Wilkins S, Oliva K, Chowdhury E, Ruggiero B, Bennett A, Andrews E J, Dent O, Chapuis P, Platell C, Reid C M, McMurrick P J
Cabrini Monash University Department of Surgery, Malvern, Victoria.
Department of Epidemiology and Preventive Medicine, School of Public Health and Preventive Medicine, Monash University, Melbourne, Victoria.
BJS Open. 2020 Sep 28;4(6):1208-16. doi: 10.1002/bjs5.50356.
Postoperative mortality after colorectal cancer surgery varies across hospitals and countries. The aim of this study was to test the Association of Coloproctologists of Great Britain and Ireland (ACPGBI) models as predictors of 30-day mortality in an Australian cohort.
Data from patients who underwent surgery in six hospitals between 1996 and 2015 (CRC data set) were reviewed to test ACPGBI models, and patients from 79 hospitals in the Bi-National Colorectal Cancer Audit between 2007 and 2016 (BCCA data set) were analysed to validate model performance. Recalibrated models based on ACPGBI risk models were developed, tested and validated on a data set of Australasian patients.
Of 18 752 patients observed during the study, 6727 (CRC data set) and 3814 (BCCA data set) were analysed. The 30-day mortality rate was 1·1 and 3·5 per cent in the CRC and BCCA data sets respectively. Both the original and revised ACPGBI models overestimated 30-day mortality for the CRC data set (observed to expected (O/E) ratio 0·17 and 0·21 respectively). Their ability to correctly predict mortality risk was poor (P < 0·001, Hosmer-Lemeshow test); however, the area under the curve for both models was 0·88 (95 per cent c.i. 0·85 to 0·92) showing good discriminatory power to classify 30-day mortality. The recalibrated original model performed well for calibration and discrimination, whereas the recalibrated revised model performed well for discrimination but not for calibration. Risk prediction was good for both recalibrated models. On external validation using the BCCA data set, the recalibrated models underestimated mortality risk (O/E ratio 3·06 and 2·98 respectively), whereas both original and revised ACPGBI models overestimated the risk (O/E ratio 0·48 and 0·69). All models showed similar good discrimination.
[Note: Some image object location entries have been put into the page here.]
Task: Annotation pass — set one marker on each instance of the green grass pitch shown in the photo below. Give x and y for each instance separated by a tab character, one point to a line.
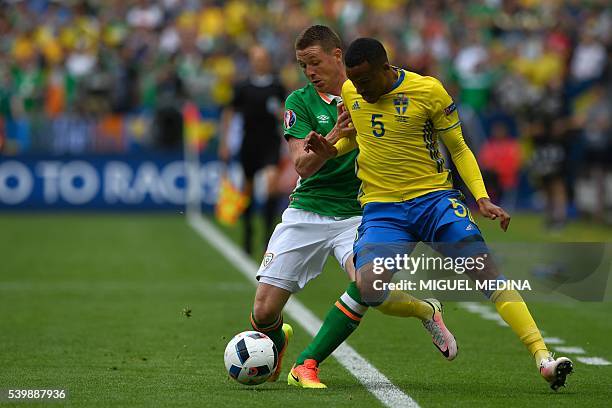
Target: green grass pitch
94	304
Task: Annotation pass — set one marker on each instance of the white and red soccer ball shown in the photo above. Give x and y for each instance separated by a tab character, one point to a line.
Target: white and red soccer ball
250	358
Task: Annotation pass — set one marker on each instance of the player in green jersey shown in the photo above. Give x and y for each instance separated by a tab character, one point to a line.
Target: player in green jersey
321	220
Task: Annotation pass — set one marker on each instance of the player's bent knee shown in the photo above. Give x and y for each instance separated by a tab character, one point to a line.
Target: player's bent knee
265	312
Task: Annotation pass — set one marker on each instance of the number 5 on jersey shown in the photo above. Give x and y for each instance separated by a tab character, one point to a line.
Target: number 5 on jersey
378	128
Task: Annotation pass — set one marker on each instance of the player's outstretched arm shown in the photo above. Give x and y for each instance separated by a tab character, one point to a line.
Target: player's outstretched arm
470	173
319	145
493	212
306	161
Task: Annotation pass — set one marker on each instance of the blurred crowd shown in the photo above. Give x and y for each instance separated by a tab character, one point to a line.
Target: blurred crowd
533	78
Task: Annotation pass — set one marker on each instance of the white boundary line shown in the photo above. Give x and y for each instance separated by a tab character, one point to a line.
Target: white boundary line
368	375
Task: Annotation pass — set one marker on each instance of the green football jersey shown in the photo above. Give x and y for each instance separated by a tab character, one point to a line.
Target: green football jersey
331	191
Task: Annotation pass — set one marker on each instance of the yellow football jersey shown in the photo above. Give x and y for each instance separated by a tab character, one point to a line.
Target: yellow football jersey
397	137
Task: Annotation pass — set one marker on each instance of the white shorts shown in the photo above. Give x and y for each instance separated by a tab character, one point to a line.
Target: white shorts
300	245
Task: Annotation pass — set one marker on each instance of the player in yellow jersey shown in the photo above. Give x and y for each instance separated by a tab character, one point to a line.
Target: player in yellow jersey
406	191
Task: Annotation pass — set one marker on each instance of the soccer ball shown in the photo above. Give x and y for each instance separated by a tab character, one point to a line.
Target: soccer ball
250	358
The original and revised ACPGBI models overpredicted risk of 30-day mortality. The new Australasian calibrated ACPGBI model needs to be tested further in clinical practice.
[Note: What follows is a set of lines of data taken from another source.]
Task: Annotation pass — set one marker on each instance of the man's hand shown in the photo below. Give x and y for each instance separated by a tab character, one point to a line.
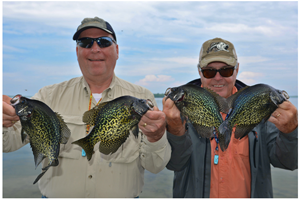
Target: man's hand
175	125
153	124
9	116
285	117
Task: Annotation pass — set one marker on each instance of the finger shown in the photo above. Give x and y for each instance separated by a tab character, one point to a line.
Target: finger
276	114
8	109
168	104
6	99
155	108
286	105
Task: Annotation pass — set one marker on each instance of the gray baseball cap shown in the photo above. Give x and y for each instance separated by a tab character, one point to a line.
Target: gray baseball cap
217	49
95	22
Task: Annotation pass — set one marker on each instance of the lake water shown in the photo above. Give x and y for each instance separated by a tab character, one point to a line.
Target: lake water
19	173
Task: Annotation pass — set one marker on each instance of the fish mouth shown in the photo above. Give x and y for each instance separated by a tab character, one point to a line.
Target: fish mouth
92	60
15	100
218	86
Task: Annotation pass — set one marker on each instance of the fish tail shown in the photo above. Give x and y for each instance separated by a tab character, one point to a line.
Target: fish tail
86	146
55	162
39	177
226	130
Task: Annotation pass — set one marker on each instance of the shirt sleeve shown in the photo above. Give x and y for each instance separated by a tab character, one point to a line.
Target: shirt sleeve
155	155
282	147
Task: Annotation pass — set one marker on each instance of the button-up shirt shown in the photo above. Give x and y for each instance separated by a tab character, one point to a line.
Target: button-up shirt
116	175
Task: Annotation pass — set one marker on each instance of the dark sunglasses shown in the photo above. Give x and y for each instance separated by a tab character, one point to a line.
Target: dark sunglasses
102	42
224	72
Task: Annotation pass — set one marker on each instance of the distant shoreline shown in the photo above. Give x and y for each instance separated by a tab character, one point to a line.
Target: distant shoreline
161	95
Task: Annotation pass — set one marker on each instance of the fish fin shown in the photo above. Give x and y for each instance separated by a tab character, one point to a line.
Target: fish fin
204	131
55	162
86	146
89	117
38	157
135	131
182	117
111	147
226	130
230	100
39	177
242	130
221	101
65	131
23	135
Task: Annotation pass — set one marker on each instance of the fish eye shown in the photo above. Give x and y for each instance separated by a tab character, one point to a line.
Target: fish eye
285	95
150	103
168	91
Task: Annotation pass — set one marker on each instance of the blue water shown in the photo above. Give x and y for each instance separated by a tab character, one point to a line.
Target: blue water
19	174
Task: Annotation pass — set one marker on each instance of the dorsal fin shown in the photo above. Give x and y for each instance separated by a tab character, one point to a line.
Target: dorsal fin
89	117
221	101
65	131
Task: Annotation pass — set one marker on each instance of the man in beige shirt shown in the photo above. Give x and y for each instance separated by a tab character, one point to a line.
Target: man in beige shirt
116	175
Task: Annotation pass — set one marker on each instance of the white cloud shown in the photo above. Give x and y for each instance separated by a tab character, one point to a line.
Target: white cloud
154	78
251	59
249	77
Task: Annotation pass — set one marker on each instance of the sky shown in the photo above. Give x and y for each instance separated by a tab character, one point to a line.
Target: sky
159	41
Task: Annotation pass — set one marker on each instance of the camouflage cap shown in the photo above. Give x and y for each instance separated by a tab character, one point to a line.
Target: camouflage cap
95	22
217	49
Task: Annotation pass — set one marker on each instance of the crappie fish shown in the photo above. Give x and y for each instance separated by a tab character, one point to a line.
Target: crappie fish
202	107
250	106
112	122
46	130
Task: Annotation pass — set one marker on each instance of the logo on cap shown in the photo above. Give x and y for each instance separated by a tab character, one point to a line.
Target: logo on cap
218	46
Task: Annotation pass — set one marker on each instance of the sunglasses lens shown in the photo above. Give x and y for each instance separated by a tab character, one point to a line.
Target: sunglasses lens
85	43
226	72
209	73
104	42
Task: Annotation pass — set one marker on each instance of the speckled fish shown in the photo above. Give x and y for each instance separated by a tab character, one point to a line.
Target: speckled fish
201	106
112	123
46	130
250	106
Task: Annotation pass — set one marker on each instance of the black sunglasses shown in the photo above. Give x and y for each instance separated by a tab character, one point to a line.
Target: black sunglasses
224	72
88	42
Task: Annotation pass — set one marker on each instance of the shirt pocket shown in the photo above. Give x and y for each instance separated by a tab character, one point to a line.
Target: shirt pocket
77	128
242	146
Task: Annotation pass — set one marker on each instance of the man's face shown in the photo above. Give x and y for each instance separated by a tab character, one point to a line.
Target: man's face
97	62
221	85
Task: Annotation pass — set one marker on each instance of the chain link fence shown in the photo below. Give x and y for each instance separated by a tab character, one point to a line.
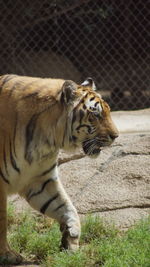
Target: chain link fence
74	39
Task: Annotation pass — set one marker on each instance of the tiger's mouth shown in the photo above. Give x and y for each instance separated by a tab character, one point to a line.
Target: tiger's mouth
91	148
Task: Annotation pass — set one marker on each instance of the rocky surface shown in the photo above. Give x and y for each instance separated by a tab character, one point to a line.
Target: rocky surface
115	186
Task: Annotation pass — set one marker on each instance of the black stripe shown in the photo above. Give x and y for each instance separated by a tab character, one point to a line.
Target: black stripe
14	137
83	125
59	207
81	115
41	190
47	203
13	162
30	128
30	95
74	117
5	161
47	171
7	78
4	178
16	84
96	104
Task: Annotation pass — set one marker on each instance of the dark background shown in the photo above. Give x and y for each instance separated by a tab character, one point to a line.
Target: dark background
106	40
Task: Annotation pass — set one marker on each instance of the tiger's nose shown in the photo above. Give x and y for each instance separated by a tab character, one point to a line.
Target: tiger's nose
114	136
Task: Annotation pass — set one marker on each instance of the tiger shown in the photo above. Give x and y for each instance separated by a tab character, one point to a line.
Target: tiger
39	117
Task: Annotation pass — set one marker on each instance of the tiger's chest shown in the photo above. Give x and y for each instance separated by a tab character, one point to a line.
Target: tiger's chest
21	173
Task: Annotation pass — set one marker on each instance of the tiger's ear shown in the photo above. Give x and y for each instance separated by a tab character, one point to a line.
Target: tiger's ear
68	93
89	83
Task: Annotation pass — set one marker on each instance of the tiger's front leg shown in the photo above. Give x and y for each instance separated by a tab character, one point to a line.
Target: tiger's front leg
7	256
48	197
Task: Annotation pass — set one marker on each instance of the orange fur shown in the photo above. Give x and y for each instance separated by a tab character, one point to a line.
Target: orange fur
38	116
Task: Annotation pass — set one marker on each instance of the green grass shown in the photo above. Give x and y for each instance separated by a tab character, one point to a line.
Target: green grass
38	239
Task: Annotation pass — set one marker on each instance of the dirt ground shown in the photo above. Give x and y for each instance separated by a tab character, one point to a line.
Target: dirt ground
116	185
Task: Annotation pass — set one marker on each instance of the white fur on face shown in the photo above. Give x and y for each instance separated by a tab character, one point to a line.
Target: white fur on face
91	105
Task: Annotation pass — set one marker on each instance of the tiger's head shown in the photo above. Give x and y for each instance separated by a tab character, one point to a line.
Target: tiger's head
91	124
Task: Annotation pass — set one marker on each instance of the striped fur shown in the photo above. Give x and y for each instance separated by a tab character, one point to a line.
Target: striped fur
37	118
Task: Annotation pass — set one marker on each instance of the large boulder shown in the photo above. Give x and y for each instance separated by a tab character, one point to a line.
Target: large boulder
116	185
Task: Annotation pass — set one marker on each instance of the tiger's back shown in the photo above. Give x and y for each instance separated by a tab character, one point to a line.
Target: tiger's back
38	116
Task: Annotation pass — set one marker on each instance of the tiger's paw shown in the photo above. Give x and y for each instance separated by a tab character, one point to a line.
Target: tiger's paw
70	239
10	257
结直肠癌手术后的术后死亡率在不同医院和国家有所不同。本研究的目的是检验英国和爱尔兰结直肠外科医师协会(ACPGBI)模型作为澳大利亚队列中30天死亡率预测指标的效果。
回顾了1996年至2015年间在六家医院接受手术患者的数据(结直肠癌数据集)以检验ACPGBI模型,并分析了2007年至2016年间双边结直肠癌审计中79家医院患者的数据(BCCA数据集)以验证模型性能。基于ACPGBI风险模型开发了重新校准的模型,并在一组澳大利亚患者数据上进行了测试和验证。
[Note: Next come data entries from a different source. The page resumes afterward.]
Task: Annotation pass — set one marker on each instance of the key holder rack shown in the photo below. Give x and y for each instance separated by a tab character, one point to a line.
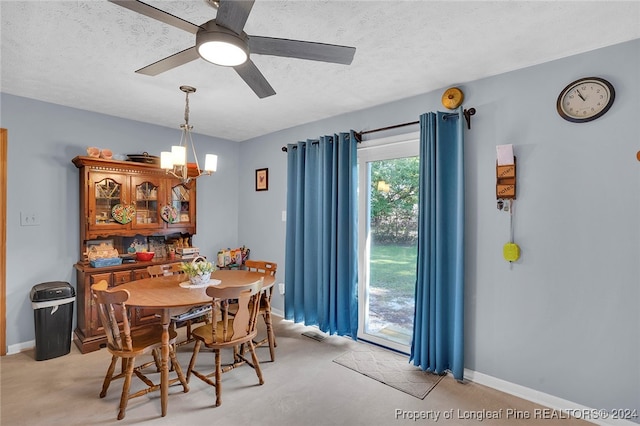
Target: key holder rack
506	181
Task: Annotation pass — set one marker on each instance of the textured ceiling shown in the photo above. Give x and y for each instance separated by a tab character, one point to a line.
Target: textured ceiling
83	54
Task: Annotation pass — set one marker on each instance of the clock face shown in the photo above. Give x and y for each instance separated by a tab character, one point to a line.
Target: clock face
585	99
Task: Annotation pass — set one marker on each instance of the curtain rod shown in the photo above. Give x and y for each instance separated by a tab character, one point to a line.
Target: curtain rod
467	115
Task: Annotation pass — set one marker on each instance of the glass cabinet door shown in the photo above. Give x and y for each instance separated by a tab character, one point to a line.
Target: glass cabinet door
105	192
184	204
147	196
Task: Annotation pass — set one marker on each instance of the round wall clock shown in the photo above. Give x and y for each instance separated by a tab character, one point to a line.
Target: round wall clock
585	99
452	98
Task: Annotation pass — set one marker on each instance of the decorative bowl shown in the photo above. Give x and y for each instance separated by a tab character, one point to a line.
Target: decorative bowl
145	255
200	279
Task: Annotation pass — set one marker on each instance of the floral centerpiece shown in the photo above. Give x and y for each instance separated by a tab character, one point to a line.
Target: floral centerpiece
199	270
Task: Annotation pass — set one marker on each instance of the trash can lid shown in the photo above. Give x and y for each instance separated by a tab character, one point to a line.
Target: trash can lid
51	291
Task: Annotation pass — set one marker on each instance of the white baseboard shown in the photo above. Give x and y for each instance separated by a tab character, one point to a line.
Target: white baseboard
19	347
544	399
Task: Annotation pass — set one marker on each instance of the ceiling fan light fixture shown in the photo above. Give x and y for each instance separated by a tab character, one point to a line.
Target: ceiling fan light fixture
222	48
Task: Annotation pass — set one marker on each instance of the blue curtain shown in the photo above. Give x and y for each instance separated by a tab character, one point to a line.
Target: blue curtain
321	244
438	335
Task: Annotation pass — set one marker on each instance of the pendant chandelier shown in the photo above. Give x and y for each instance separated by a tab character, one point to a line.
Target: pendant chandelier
175	162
在研究期间观察的18752例患者中,分析了6727例(结直肠癌数据集)和3814例(BCCA数据集)。结直肠癌数据集和BCCA数据集中30天死亡率分别为1.1%和3.5%。原始和修订后的ACPGBI模型均高估了结直肠癌数据集的30天死亡率(观察与预期(O/E)比分别为0.17和0.21)。它们正确预测死亡风险的能力较差(P<0.001,Hosmer-Lemeshow检验);然而,两个模型的曲线下面积均为0.88(95%置信区间0.85至0.92),显示出对30天死亡率进行分类的良好区分能力。重新校准的原始模型在校准和区分方面表现良好,而重新校准的修订模型在区分方面表现良好,但在校准方面表现不佳。两个重新校准的模型风险预测效果都很好。使用BCCA数据集进行外部验证时,重新校准的模型低估了死亡风险(O/E比分别为3.06和2.98),而原始和修订后的ACPGBI模型均高估了风险(O/E比分别为0.48和0.69)。所有模型均显示出相似的良好区分能力。
原始和修订后的ACPGBI模型高估了30天死亡率风险。新的澳大利亚校准的ACPGBI模型需要在临床实践中进一步测试。